Departments of *Anesthesiology, †Pediatrics, and ‡Pediatric Urology, Children’s National Medical Center and George Washington University, Washington, DC

July 10, 2002.

Address correspondence to Susan Verghese, MD, Department of Anesthesiology, Children’s National Medical Center, 111 Michigan Ave., N.W., Washington, DC 20010. Address e-mail to sverghes@ cnmc.org.

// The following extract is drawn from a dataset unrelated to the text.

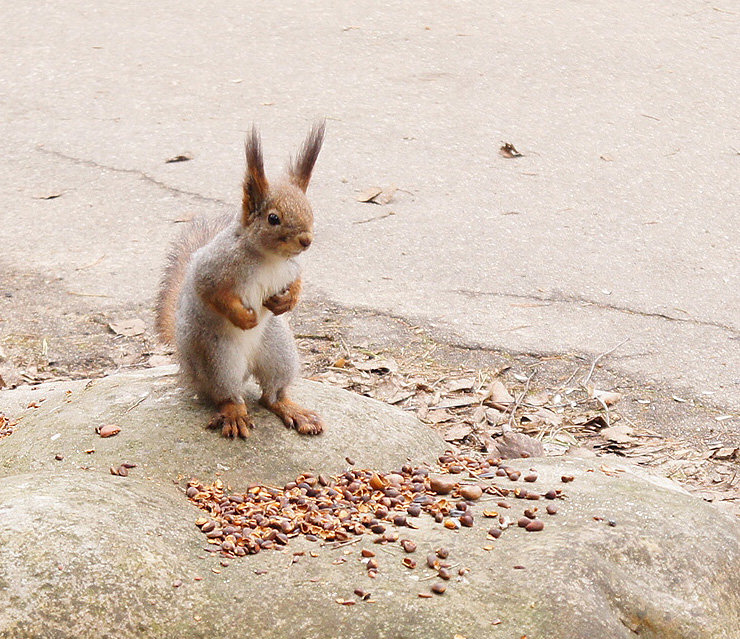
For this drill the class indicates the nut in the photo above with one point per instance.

Caudal anesthesia is one of the most popular regional blocks in children. This technique is usually performed after an inhaled or IV induction and is a useful adjunct during general anesthesia and for providing postoperative analgesia after genital, lower abdominal, and lower limb operations (1,2). The quality and level of the caudal blockade is dependent on the dose, volume, and concentration of the injected drug (3). To achieve a higher-level block, a larger volume of the local anesthetic solution is required. If the undiluted 0.25% solution of bupivacaine is used, the total dose of the drug is also increased and has the potential risk of increased toxicity. This double-blinded, prospective study compared the effect of two different volumes and concentrations of bupivacaine on the level and intensity of caudal blockade when a constant dose of 2 mg/kg of bupivacaine was used in children undergoing unilateral orchidopexy.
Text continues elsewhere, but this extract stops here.